Query Strings Not Returning What Was Expected
Tuesday
Sep 01, 2009
5:00 am
Outdated URLs from the days of WordPress are still floating around in in collective memory of the web. The way I had WordPress configured everything was accessed through a query string to the root document. (I think this may be true of any WordPress configuration but I'm not sure)
The point is that hitting the root of this blog with almost any query string now just renders the home page. The query string is ignored. I was careful tp preserve links to posts (/?p=123) and the rss feed (/?feed=rss2) but other things like tags and categories were simply not handled, and will not be any time it the future.
Instead of rendering the main index page these query strings should return a 406 error. doing so would clue in the search engine spiders that what they were looking up no longer existed. I have plans to change the router to make this happen, and if I everything goes right urls like /?tag=ruby will return 406 by the time this post goes live.

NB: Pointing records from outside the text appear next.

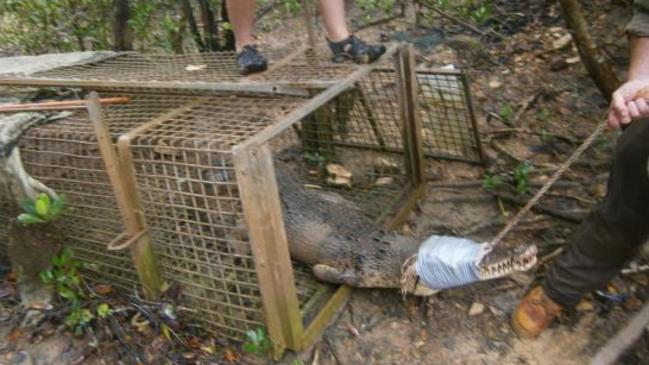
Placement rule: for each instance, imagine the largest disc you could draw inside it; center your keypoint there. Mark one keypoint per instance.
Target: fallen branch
(624, 339)
(59, 105)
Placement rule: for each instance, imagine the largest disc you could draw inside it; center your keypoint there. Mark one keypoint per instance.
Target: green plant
(78, 319)
(490, 182)
(506, 112)
(104, 310)
(482, 13)
(257, 342)
(64, 277)
(42, 209)
(314, 158)
(522, 177)
(544, 114)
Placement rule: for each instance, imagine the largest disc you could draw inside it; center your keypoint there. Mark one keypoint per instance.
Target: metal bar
(616, 346)
(309, 107)
(263, 215)
(410, 114)
(308, 21)
(288, 88)
(60, 104)
(281, 63)
(469, 102)
(125, 193)
(405, 206)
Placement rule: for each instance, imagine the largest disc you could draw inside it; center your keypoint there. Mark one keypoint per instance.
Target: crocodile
(343, 246)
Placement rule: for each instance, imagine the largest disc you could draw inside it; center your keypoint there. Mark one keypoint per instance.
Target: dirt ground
(555, 105)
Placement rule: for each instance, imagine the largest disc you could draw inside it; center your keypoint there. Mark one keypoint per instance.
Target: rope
(557, 174)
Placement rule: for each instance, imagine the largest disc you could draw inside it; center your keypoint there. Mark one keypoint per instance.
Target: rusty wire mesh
(194, 69)
(181, 145)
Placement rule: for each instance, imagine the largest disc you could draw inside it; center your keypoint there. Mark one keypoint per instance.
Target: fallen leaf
(494, 84)
(230, 356)
(195, 67)
(103, 289)
(562, 42)
(585, 306)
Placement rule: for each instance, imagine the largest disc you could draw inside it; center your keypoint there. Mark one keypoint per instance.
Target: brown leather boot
(534, 313)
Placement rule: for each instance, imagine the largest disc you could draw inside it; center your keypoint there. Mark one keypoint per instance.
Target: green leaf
(165, 331)
(57, 206)
(46, 276)
(250, 348)
(28, 219)
(43, 204)
(103, 311)
(66, 293)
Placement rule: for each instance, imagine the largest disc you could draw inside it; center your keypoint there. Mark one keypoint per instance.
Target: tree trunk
(122, 36)
(30, 251)
(228, 34)
(594, 60)
(193, 27)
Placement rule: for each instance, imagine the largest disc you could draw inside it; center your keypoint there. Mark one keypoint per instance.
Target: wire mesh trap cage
(190, 173)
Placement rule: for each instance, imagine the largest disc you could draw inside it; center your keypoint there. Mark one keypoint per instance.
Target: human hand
(629, 102)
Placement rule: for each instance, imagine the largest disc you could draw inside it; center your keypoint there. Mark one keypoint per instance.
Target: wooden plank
(335, 303)
(308, 23)
(281, 88)
(309, 107)
(624, 339)
(406, 205)
(407, 87)
(263, 215)
(469, 103)
(129, 206)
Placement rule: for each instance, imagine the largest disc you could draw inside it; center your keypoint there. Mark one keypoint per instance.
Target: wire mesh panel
(7, 212)
(181, 145)
(191, 70)
(368, 116)
(64, 155)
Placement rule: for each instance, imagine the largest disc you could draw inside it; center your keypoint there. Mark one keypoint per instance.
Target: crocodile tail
(409, 276)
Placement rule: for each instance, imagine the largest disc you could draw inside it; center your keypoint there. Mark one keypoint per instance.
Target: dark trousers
(614, 230)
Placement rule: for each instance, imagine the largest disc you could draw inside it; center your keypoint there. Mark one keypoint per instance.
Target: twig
(334, 350)
(458, 21)
(539, 208)
(466, 25)
(623, 340)
(550, 256)
(58, 105)
(634, 270)
(574, 197)
(379, 22)
(496, 132)
(526, 105)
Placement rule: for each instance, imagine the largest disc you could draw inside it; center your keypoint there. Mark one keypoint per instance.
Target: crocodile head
(499, 262)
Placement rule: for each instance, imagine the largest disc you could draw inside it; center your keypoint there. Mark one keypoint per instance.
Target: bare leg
(242, 17)
(333, 15)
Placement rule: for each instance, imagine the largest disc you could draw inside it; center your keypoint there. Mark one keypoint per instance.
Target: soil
(554, 105)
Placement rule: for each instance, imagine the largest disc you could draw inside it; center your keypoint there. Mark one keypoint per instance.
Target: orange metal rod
(59, 105)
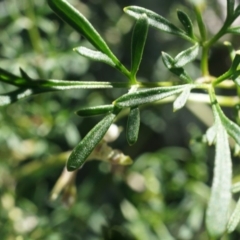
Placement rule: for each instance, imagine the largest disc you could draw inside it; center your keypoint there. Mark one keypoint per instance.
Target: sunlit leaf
(211, 135)
(168, 60)
(186, 22)
(236, 12)
(147, 96)
(170, 64)
(235, 218)
(94, 55)
(186, 56)
(236, 187)
(89, 142)
(156, 21)
(181, 73)
(234, 30)
(182, 98)
(138, 42)
(12, 79)
(230, 49)
(232, 128)
(133, 125)
(76, 20)
(14, 96)
(25, 75)
(236, 61)
(93, 111)
(219, 203)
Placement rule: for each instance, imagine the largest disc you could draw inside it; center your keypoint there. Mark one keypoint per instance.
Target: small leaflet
(182, 98)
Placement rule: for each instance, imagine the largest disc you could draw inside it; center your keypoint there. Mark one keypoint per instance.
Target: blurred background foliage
(163, 194)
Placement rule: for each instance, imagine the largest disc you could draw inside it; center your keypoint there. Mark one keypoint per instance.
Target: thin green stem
(221, 78)
(33, 31)
(219, 34)
(204, 61)
(203, 33)
(201, 25)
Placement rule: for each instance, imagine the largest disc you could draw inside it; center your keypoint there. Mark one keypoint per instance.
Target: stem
(33, 31)
(203, 33)
(201, 25)
(220, 33)
(221, 78)
(204, 61)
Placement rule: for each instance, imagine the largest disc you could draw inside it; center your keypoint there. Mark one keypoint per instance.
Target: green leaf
(211, 135)
(186, 56)
(25, 75)
(168, 60)
(140, 97)
(218, 207)
(81, 152)
(138, 42)
(14, 96)
(12, 79)
(94, 55)
(234, 30)
(93, 111)
(182, 98)
(235, 218)
(230, 8)
(236, 61)
(180, 72)
(186, 22)
(236, 187)
(156, 21)
(133, 125)
(232, 128)
(76, 20)
(230, 49)
(236, 12)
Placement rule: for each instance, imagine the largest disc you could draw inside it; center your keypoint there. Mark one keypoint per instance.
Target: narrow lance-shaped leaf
(140, 97)
(6, 99)
(186, 56)
(231, 50)
(230, 8)
(182, 98)
(133, 125)
(25, 75)
(236, 12)
(235, 218)
(236, 61)
(211, 134)
(236, 187)
(186, 22)
(234, 30)
(170, 64)
(89, 142)
(156, 21)
(218, 207)
(232, 128)
(168, 60)
(93, 111)
(138, 42)
(12, 79)
(75, 19)
(94, 55)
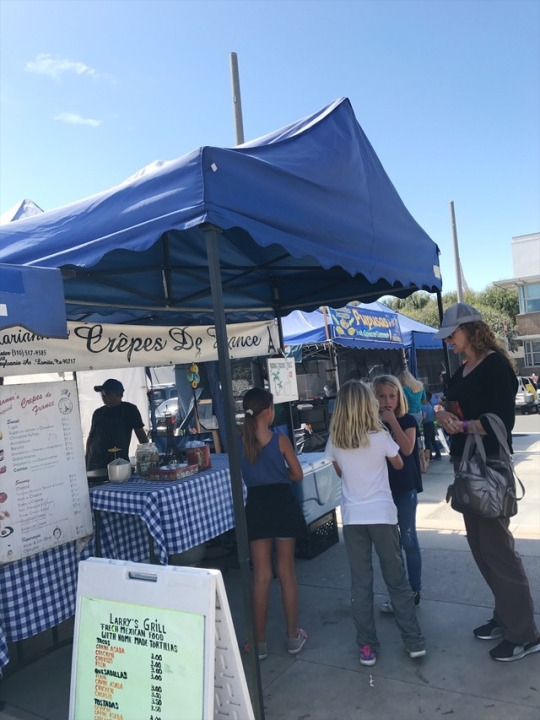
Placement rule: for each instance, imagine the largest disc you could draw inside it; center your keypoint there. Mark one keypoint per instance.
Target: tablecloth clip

On the other hand, this is just one of many good reasons why using the query string for routing is just a bad idea in the long run. It also made it very difficult to write a robots.txt that would keep the bots out of things like tags or categories. These are just different groupings of the same content, but they often ranked higher then an individual post on a subject. In my opinion landing on such pages from a search presents the user with too much irrelevant information.
When subjects (was tags) and Categories make their reappearance they will have pretty URLs and not show up on anyones search results.